No press release da marca, a atemporalidade, qualidade que permeia as criações de Angela Brito, é definida como “uma arqueologia de possibilidades, uma massa de informações ancestrais que cruza os pedaços de uma narrativa. Está no ato de recontar histórias, reconstruir caminhos e restabelecer fronteiras. Ela conecta os pontos inicial e final do movimento circular.”
APARTAMENTO 03 – As plantas curam
De acordo com Luiz Cláudio Silva, estilista e fundador da Apartamento03, a coleção Cura, de Inverno 22, “foi criada não como uma afirmação, mas como um convite para sairmos do breu e do medo em que vivemos nos últimos anos”.
Para este chamamento, criou pijamas de seda com estampas manuscritas com frases e desenhos botânicos; peças de alfaiataria com franjas ondulantes, vestidos plissados, casacos e náilon ou sarja. Tudo, como sempre, em tecidos preciosos, com acabamento impecável.

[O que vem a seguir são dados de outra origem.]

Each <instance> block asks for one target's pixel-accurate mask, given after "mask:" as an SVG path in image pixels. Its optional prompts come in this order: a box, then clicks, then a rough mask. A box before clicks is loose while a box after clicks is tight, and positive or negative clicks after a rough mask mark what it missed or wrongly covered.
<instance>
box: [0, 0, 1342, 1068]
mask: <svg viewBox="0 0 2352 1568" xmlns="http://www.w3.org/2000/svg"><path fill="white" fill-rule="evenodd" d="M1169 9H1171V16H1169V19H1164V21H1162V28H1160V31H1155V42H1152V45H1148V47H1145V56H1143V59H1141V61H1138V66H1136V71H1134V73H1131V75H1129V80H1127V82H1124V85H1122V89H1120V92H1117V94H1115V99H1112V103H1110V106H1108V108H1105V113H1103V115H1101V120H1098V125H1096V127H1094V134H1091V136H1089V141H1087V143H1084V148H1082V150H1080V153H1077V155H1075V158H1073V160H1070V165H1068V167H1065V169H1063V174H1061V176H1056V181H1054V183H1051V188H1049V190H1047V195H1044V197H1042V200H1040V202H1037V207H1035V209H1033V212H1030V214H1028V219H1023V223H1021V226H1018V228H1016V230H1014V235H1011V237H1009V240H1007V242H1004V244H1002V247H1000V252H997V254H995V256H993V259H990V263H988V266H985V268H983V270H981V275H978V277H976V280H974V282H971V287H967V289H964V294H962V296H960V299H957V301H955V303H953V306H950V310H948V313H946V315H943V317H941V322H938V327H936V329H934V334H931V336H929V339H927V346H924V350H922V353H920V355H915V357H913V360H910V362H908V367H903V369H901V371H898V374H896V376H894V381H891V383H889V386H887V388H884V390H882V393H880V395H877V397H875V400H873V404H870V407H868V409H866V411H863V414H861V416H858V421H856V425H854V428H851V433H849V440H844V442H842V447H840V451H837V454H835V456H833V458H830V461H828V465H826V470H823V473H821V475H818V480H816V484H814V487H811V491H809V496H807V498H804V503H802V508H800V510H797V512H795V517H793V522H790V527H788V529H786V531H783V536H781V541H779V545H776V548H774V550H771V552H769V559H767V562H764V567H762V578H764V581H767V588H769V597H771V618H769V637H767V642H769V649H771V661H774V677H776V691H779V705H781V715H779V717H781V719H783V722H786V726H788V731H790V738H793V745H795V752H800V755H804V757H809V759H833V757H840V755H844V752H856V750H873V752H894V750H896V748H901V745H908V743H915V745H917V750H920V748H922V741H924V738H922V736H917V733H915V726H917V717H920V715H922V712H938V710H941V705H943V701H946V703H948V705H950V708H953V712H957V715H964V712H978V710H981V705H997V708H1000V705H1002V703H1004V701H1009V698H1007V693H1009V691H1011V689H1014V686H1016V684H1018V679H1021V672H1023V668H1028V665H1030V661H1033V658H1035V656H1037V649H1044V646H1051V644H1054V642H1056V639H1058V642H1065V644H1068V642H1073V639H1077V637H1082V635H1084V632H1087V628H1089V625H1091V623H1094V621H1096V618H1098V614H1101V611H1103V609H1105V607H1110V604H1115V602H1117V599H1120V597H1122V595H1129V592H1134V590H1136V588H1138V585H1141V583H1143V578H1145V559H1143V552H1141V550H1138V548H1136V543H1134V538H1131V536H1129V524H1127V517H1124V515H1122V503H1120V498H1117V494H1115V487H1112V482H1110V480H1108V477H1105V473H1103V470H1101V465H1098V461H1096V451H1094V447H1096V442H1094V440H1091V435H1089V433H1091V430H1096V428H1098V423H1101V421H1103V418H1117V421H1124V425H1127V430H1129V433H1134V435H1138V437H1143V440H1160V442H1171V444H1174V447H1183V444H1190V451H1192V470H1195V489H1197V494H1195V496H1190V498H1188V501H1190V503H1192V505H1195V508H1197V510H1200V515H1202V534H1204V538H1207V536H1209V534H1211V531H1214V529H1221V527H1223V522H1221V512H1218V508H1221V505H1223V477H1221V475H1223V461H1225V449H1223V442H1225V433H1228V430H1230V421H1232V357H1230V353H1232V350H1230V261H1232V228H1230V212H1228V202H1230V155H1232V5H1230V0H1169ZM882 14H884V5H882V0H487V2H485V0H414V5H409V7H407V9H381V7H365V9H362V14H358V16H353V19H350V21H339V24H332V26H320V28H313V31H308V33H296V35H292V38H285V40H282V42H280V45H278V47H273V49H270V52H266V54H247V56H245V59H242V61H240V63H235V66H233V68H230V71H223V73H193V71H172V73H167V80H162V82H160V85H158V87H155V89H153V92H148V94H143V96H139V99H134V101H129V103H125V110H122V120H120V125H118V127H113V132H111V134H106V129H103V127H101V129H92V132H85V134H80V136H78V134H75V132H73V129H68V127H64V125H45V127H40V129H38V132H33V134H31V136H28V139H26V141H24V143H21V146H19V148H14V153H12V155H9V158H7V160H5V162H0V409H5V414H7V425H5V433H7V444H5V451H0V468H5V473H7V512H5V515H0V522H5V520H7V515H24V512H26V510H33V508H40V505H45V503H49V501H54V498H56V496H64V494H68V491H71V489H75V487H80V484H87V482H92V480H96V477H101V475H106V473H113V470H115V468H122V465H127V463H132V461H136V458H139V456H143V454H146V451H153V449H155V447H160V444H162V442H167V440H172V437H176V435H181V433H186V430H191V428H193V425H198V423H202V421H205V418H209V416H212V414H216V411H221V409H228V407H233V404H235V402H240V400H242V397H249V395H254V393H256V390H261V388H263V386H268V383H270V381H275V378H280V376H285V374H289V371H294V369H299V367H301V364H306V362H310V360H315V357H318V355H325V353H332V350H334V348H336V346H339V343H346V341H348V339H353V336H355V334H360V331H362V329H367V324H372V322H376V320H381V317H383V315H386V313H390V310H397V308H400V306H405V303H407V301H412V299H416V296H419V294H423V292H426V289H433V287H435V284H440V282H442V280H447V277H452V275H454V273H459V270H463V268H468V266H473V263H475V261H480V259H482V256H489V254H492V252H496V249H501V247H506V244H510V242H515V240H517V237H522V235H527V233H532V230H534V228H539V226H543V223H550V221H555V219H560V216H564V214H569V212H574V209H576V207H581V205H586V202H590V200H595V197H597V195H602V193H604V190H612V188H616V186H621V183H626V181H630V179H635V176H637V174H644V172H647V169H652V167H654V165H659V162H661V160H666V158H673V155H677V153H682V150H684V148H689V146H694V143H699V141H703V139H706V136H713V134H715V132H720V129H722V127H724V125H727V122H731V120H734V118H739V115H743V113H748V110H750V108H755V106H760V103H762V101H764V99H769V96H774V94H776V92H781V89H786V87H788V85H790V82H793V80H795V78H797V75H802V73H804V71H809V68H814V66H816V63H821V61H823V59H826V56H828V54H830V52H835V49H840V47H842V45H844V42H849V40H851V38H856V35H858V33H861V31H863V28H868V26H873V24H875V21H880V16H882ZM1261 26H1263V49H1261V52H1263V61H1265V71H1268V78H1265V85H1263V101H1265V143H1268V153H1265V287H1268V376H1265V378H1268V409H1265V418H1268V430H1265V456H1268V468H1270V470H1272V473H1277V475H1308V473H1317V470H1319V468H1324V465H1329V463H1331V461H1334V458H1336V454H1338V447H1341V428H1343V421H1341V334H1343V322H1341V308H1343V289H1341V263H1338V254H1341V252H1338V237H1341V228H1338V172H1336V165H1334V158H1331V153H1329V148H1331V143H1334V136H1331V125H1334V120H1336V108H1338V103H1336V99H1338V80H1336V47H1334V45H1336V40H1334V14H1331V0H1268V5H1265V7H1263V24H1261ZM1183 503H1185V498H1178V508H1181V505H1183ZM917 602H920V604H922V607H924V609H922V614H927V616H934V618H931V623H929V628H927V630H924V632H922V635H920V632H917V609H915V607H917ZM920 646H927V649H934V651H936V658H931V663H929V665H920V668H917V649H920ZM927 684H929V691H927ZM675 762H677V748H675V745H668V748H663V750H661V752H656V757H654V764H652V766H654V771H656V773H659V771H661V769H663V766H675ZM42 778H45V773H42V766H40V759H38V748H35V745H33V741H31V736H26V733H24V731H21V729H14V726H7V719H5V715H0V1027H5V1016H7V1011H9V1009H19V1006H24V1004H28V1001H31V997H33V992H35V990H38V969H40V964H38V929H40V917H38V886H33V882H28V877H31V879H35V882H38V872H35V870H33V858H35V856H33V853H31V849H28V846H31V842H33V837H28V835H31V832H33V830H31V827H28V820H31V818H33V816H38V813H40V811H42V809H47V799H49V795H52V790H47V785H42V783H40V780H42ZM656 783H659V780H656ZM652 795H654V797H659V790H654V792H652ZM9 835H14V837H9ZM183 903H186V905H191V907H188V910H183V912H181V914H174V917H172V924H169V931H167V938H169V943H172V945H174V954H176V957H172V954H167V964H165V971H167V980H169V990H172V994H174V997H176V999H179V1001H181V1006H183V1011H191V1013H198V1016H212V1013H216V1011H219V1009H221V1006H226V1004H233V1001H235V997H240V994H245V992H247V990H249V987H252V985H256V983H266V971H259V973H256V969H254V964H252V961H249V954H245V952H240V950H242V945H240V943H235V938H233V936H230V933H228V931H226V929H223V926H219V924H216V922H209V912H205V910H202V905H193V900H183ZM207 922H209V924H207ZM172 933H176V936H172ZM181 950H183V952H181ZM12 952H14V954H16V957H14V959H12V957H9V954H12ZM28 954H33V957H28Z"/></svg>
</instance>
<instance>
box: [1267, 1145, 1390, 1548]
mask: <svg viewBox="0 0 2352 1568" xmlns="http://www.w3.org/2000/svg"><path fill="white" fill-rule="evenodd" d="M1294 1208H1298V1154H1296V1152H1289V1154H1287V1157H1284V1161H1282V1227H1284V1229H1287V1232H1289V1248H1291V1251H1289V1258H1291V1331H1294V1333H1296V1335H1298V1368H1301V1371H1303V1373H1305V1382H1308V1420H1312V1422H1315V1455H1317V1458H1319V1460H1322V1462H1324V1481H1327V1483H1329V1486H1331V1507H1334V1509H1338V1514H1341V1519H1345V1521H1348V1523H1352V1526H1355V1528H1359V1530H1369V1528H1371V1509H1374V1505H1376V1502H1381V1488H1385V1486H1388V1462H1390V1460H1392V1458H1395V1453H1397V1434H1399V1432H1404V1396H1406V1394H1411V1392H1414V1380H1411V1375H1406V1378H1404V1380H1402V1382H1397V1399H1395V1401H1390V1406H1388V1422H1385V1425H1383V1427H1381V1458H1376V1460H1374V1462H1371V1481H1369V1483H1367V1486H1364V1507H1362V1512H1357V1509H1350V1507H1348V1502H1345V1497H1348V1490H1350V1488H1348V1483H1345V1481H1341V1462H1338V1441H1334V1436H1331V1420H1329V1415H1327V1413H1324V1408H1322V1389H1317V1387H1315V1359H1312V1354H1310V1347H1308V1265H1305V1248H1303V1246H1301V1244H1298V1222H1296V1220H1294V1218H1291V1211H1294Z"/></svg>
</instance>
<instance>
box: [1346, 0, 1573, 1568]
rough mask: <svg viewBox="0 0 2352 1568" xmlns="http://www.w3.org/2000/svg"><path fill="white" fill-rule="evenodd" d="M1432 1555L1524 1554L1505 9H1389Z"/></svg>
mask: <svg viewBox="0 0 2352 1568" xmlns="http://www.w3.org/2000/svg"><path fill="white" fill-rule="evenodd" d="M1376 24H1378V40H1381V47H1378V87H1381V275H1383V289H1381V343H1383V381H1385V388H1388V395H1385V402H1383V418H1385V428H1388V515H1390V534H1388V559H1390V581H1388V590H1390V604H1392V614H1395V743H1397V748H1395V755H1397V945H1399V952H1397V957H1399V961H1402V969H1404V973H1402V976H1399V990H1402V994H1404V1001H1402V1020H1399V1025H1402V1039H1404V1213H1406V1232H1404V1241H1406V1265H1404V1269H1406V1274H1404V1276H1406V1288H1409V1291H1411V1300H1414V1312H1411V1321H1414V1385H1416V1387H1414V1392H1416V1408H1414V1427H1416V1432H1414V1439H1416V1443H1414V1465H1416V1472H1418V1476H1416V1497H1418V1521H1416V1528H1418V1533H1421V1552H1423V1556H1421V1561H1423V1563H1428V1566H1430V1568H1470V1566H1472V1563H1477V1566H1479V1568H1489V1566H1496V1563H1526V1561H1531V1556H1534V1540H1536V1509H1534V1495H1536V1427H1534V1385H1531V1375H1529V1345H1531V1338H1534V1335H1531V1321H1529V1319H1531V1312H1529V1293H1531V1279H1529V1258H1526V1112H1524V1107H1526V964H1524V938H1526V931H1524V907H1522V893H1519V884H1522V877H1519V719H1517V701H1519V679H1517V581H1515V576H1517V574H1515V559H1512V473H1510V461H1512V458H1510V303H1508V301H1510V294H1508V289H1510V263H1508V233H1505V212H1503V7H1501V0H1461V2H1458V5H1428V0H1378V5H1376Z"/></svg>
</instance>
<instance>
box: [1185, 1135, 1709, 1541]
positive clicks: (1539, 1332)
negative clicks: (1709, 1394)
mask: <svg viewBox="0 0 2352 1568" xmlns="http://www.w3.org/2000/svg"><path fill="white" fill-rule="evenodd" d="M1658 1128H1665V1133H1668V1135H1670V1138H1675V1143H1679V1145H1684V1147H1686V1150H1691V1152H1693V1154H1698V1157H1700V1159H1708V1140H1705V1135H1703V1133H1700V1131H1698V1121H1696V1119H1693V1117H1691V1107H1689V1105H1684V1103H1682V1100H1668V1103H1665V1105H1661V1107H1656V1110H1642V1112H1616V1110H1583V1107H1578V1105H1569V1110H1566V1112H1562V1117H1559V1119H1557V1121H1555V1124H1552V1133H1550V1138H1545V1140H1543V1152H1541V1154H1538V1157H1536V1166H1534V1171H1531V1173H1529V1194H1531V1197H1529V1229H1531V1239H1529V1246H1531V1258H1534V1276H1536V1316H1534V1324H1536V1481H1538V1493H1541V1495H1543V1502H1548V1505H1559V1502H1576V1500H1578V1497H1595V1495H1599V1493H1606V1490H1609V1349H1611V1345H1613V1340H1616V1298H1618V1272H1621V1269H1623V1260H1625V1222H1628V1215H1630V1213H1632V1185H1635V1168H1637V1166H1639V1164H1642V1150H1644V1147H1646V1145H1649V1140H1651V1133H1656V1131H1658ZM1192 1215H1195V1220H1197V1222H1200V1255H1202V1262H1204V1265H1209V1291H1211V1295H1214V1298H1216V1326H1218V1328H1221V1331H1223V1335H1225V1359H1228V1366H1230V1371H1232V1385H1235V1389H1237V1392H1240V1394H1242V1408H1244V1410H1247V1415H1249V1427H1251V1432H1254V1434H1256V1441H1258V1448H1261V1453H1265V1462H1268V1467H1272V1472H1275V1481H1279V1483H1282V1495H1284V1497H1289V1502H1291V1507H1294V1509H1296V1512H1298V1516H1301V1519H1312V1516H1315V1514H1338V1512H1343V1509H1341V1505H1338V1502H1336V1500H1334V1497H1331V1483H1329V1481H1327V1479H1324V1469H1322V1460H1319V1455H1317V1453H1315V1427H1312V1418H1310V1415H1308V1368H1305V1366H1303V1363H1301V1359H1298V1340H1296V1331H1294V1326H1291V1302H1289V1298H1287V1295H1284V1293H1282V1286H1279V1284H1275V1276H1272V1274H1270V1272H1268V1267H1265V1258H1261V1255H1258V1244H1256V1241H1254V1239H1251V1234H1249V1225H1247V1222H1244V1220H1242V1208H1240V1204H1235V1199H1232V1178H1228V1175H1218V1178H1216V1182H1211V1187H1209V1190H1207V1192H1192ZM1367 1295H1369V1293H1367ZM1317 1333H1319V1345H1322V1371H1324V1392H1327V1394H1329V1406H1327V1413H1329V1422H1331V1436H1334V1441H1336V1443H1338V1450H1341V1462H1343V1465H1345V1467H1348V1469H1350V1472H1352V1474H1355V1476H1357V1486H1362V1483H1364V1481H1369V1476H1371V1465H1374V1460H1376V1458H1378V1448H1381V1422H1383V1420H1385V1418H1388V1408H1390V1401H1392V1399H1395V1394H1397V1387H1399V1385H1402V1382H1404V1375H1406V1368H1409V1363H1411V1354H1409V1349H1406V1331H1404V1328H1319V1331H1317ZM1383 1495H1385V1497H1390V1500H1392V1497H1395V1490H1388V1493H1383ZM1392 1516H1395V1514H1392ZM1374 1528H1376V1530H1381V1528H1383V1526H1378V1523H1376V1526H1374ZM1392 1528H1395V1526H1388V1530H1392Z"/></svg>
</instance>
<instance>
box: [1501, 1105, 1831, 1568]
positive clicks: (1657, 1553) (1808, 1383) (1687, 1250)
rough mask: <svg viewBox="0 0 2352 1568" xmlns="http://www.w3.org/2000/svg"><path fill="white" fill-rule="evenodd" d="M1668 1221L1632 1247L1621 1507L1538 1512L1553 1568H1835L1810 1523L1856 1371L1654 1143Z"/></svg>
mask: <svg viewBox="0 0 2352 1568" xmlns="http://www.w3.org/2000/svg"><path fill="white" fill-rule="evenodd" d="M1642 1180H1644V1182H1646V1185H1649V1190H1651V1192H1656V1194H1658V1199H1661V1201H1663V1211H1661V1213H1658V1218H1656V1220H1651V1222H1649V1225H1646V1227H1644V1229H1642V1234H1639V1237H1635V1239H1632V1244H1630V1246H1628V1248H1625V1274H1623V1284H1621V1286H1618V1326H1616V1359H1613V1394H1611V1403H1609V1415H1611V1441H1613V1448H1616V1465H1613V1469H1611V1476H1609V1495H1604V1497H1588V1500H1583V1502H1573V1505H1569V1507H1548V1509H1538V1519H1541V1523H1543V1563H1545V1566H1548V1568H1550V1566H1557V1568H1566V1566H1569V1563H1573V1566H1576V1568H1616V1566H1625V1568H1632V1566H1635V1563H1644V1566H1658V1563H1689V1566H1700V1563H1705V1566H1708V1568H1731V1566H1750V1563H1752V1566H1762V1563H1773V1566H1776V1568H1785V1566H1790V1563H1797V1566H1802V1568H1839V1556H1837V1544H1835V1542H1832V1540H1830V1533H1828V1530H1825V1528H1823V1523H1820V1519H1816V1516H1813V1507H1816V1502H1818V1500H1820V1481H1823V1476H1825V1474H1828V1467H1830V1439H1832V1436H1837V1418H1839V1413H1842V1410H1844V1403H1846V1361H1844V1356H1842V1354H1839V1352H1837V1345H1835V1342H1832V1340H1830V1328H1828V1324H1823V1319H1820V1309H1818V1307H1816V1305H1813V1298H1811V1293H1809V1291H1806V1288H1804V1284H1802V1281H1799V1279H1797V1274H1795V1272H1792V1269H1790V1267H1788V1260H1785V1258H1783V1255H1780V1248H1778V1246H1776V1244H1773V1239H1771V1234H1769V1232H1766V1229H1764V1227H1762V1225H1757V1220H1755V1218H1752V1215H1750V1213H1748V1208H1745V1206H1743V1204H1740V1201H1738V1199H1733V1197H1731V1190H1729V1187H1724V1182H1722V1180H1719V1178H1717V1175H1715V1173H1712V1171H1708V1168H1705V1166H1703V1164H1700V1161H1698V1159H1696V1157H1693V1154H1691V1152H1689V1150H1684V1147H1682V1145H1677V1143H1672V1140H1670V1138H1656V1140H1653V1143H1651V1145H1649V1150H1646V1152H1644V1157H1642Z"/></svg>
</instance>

As formas são amplas, e os looks, monocromáticos, variam entre cores calmas como branco, palha, e vermelho cerâmica, e tonalidades fluorescentes de pink e verde. Bordados com paetês metálicos dão um toque de brilho à parte da coleção. E o styling acerta nos adereços e roupas de folhagens.
ISAAC SILVA – Verão Solar
“Cores da Bahia” é o nome da nova coleção de Isaac Silva, que novamente inclui uma collab com Havaianas. Segundo o estilista, o lançamento se inspira na Bahia, “pois sua exuberância é múltipla, diversa, sedutora e encantadora, como um convite constante à celebração da vida. A grande inspiração é o Sol que está presente o ano todo e os elementos como o búzio, quiabo, alho e as cores que são as dessa Bahia que eu e minha equipe tanto acreditamos.”.
Na passarela, isso se traduz em tops, minissaias, shorts, saias com babados, e camisas, numa cartela de cores que tem, principalmente, branco, rosa, amarelo, azul e vermelho. O sol aparece representado em camisetas de manga curta, enquanto os búzios, quiabos, e alhos, dão pinta em sandálias, numa mule com biqueira em crochê, em sungas e maiôs.
O sucesso da primeira parceria entre Isaac Silva e Havaianas foi tão grande, que desta vez os calçados serão vendidos no Brasil e na Europa.
DAY 06
LENNY NIEMEYER – Descomplicado Chic
Em um olhar para sua história e processo criativo, Lenny mergulhou-se em seus arquivos a fim de primeiro produzir um shooting experimental com as suas peças favoritas, ao lado do fiel escudeiro Daniel Ueda.
Com direito a uma reinterpretação do jogo de luz das fotos em estampas – que acompanham assinaturas de Lenny Niemeyer, como os conjuntos fluidos alongados, o beachwear arquitetônico, maiôs com pétalas de organza, modelagens e estampas fortes que marcaram seu legado na moda, ganham agora um olhar futurista e espiritualizado, em um clima etérea e mágica beirando o abstrato geométrico, em tons iluminados de azul, roxo e verde.
Se os 20 anos foram comemorados com um desfile-festa na Lagoa, Lenny achou que este momento pedia algo mais “contido” e intimista e armou sua passarela na parte interna da Fundação Oscar Niemeyer, cuja arquitetura ressoou as formas de seu resortwear de sofisticação ímpar – em uma coleção dedicada à memória de seu braço-direito Fabio Lemos, que faleceu de covid-19 durante o processo.